Economia

Exportações têm margem para continuar a crescer

Lisboa 09/05/2017 - Realizou-se esta tarde na sede do Santander Totta em Lisboa a Conferência Top Exporta.António Oliveira Marcos Lagoa Mário Coelho Anselmo Crespo( Álvaro Isidoro / Global Imagens )

Foto Álvaro Isidoro

Sopram ventos favoráveis para as empresas portuguesas que exportam e as perspetivas prometem manter-se por mais alguns anos.

Esta a tónica geral da conferência Top Exporta 2017, uma iniciativa do Santander Totta, que se realizou ontem em Lisboa, destinada a distinguir duas mil empresas pelo seu desempenho a nível internacional.
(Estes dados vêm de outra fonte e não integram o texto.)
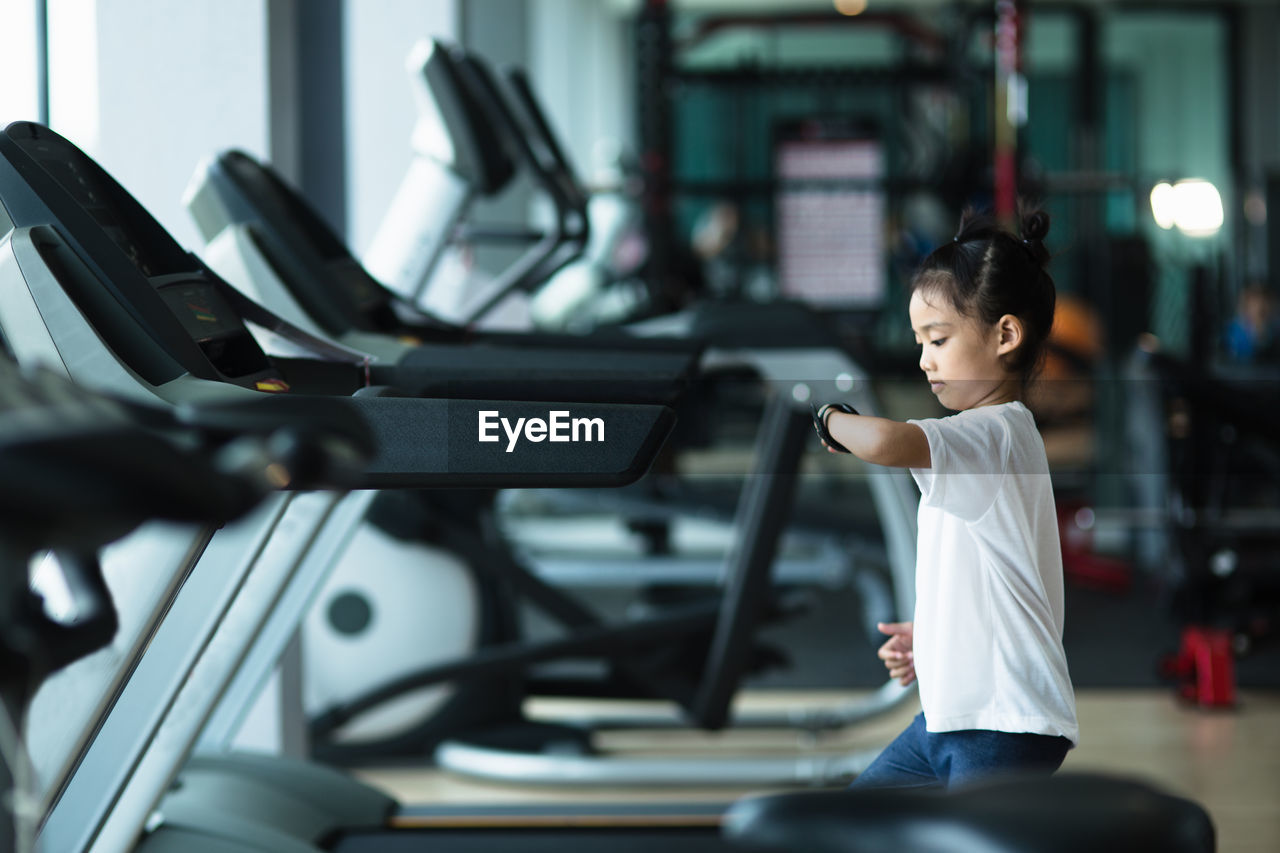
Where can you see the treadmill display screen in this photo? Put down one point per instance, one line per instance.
(201, 310)
(145, 242)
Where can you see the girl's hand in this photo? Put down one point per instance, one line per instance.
(896, 652)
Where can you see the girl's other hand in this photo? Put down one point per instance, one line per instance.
(896, 652)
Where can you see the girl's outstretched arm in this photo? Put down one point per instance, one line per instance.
(880, 439)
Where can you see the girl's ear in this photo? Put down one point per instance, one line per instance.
(1009, 334)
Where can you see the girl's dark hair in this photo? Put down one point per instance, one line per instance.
(987, 272)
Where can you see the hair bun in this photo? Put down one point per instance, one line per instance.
(1036, 226)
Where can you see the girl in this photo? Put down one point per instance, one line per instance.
(986, 642)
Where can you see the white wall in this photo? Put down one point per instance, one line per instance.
(379, 100)
(149, 87)
(19, 94)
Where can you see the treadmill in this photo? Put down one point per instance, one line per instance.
(92, 286)
(273, 246)
(265, 240)
(78, 470)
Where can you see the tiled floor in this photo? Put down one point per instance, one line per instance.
(1228, 761)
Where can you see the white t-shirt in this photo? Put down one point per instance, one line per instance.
(988, 579)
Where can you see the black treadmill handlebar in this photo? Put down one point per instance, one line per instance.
(496, 443)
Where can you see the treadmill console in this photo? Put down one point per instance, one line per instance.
(91, 206)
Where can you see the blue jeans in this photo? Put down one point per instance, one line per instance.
(918, 758)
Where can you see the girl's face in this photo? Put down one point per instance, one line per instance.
(960, 356)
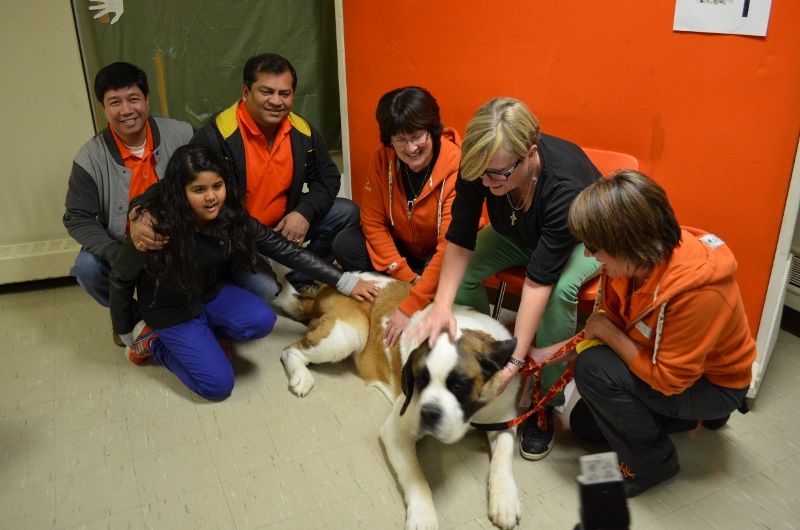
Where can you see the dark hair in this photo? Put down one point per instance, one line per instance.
(177, 262)
(270, 63)
(119, 75)
(407, 110)
(628, 216)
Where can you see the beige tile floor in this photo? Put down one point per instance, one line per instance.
(90, 441)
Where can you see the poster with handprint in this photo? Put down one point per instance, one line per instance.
(106, 7)
(736, 17)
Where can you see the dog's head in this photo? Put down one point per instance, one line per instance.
(454, 381)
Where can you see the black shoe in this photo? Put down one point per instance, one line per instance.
(117, 340)
(716, 424)
(636, 483)
(536, 443)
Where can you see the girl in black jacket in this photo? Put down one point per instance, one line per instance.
(183, 291)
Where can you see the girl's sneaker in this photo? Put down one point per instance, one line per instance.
(141, 351)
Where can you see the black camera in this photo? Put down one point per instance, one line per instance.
(602, 496)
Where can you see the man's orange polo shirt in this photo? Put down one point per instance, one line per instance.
(143, 170)
(269, 170)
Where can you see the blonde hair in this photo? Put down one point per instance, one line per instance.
(501, 123)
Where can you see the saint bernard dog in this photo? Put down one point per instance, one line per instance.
(436, 391)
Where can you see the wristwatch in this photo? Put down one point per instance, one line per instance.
(516, 361)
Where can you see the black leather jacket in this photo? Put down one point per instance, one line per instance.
(163, 305)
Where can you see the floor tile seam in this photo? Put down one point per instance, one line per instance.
(161, 499)
(225, 483)
(129, 416)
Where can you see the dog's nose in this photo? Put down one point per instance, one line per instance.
(430, 414)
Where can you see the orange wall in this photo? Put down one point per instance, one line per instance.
(713, 118)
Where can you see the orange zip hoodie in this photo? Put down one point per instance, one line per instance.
(385, 214)
(688, 316)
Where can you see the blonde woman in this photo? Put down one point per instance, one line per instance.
(528, 181)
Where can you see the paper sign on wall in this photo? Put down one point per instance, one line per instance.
(738, 17)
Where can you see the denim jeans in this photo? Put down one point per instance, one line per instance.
(192, 351)
(92, 274)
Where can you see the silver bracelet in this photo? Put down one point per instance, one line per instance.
(519, 363)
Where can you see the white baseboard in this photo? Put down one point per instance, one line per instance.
(38, 260)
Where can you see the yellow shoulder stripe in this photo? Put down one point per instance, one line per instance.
(300, 124)
(226, 121)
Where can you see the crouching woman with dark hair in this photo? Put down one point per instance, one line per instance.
(183, 291)
(677, 346)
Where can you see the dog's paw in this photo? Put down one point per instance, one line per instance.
(505, 510)
(421, 518)
(300, 379)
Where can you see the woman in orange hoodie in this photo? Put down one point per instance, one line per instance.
(677, 345)
(405, 206)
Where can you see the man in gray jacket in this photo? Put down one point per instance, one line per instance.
(119, 163)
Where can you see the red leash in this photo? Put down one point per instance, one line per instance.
(531, 367)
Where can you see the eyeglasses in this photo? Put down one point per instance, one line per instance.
(400, 143)
(500, 175)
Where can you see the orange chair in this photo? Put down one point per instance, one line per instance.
(513, 278)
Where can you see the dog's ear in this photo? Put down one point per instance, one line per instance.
(407, 379)
(497, 355)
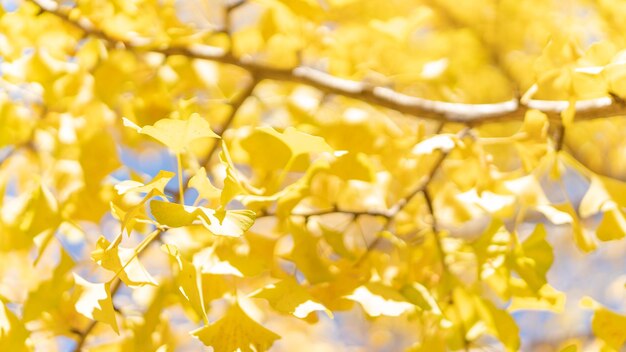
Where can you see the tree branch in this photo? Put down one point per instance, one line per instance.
(235, 104)
(514, 109)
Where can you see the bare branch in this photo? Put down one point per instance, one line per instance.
(385, 97)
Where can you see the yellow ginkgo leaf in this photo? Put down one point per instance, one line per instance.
(272, 150)
(231, 223)
(288, 297)
(95, 302)
(236, 331)
(352, 166)
(201, 183)
(613, 226)
(606, 325)
(307, 256)
(535, 125)
(123, 262)
(13, 334)
(534, 258)
(176, 134)
(157, 184)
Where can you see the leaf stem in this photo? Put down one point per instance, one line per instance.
(181, 190)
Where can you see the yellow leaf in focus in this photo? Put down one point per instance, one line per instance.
(176, 134)
(189, 281)
(13, 334)
(123, 262)
(288, 297)
(95, 301)
(236, 331)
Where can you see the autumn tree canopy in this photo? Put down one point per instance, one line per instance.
(234, 174)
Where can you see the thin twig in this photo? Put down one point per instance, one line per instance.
(235, 104)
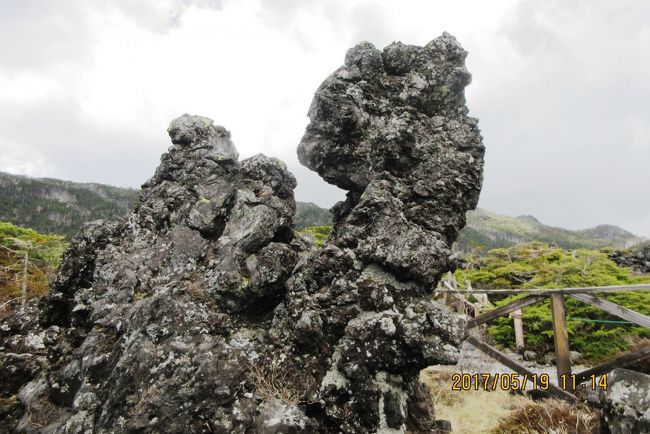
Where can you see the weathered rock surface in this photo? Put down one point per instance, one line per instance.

"Portugal vai continuar a crescer e acredito que vai mesmo superar as previsões do FMI", disse José Luís Mora, aludindo ao facto de, pela primeira vez em dez anos, as principais economias estarem a crescer ao mesmo tempo. O diretor-geral do Santander Totta para a planificação financeira e desenvolvimento corporativo, que também é membro do grupo de peritos da Comissão Europeia para o setor bancário, considera que aquela circunstância, aliada ao forte crescimento da economia espanhola, vai favorecer as empresas portuguesas numa altura em que os dois países estão cada vez mais interligados.

Entre as razões que explicam o otimismo de José Luís Mora está a melhoria da competitividade de Portugal, o país da UE que mais conteve os custos unitários por hora de trabalho, e também aquele em que as exportações mais cresceram desde 2008, quando contavam 25% para o PIB e agora representam 40%. Outra das razões apontadas é o fenómeno do crescimento do turismo, que ainda tem potencial, sobretudo quando se atenta ao facto de o seu mercado natural serem os 500 milhões de consumidores "relativamente ricos" de uma UE em crescimento.

Resumindo a sua intervenção, José Luís Mora apela a que as empresas aproveitem os próximos dois a três anos do ciclo de crescimento continuando a melhorar a competitividade, a aproveitar o aumento do mercado doméstico, a ganhar dimensão, a internacionalizar e a investir em tecnologia e digitalização.

Também a diretora-geral da consultora Informa D&B, Teresa de Menezes, traçou um retrato animador das exportadoras portuguesas a partir do seu modelo de avaliação , que permite hierarquizar as empresas mediante o seu desempenho. De acordo com os critérios adotados - empresas que exportem pelo menos 5% do seu volume de negócios ou o equivalente a um milhão de euros ou mais - foram identificadas 33 152 empresas, que representam 11% do universo empresarial, e geraram 140 mil milhões de euros em 2015.

Segundo as conclusões do estudo, a exportação de serviços está a crescer de forma mais acelerada, representando já um terço do total, mantendo-se o ritmo com os nossos principais parceiros como França, Espanha e Reino Unido e uma forte quebra para Angola (-30%) e China.

Teresa de Menezes referiu que o número de empresas exportadoras cresceu a um ritmo mais elevado do que as não exportadoras (4,4%), representando já 11,1% do total do tecido empresarial. Segundo os dados da Informa, parceira do Top Exporta, "a importância das exportações no negócio das empresas tem vindo a aumentar (mais 9 pontos percentuais) representando quase metade da sua faturação.

Teresa de Menezes destacou ainda algumas vantagens de ser exportador: beneficiam de maior cumprimento nos prazos de pagamento do que os praticados em Portugal (tendo potencialmente melhores condições de liquidez), têm menor risco de insolvência, e o desempenho nos mercados externos é superior ao do mercado interno. Quase metade das exportadoras são da indústria transformadora e do setor grossista.

Esta revolução no perfil das empresas portuguesas está a acontecer em simultâneo com a era da digitalização, como lembrou Nadim Habbib, professor e coordenador científico da Nova Business School. "Os custos de contexto num processo de internacionalização têm baixado dramaticamente por causa do digital, permitindo, por exemplo, projetar a marca à escala global muito rapidamente". Por outro lado, Nadim Habbib sublinhou o "trazer vantagem à cadeia de valor, permitindo uma interação com o cliente, uma maior previsibilidade nas vendas que por sua vez potencia uma maior eficiência na produção e ganhos de competitividade".

Também o presidente da Comissão Executiva do Santander Totta, António Vieira Monteiro, se referiu à digitalização como "uma estratégia que veio atravessar as nossas empresas de cima abaixo e mudar a forma de trabalhar". Para além dos 35 mil milhões de euros de crédito concedido às empresas desde 2008, e da disponibilização do portal e international desk aos clientes, "o banco quer ajudar a preparar os clientes para o futuro" e vai apostar na formação, nomeadamente sobre digitalização, através de estágios de universitários nas empresas, financiados pelo Santander Totta, disse António Vieira Monteiro no encerramento da conferência.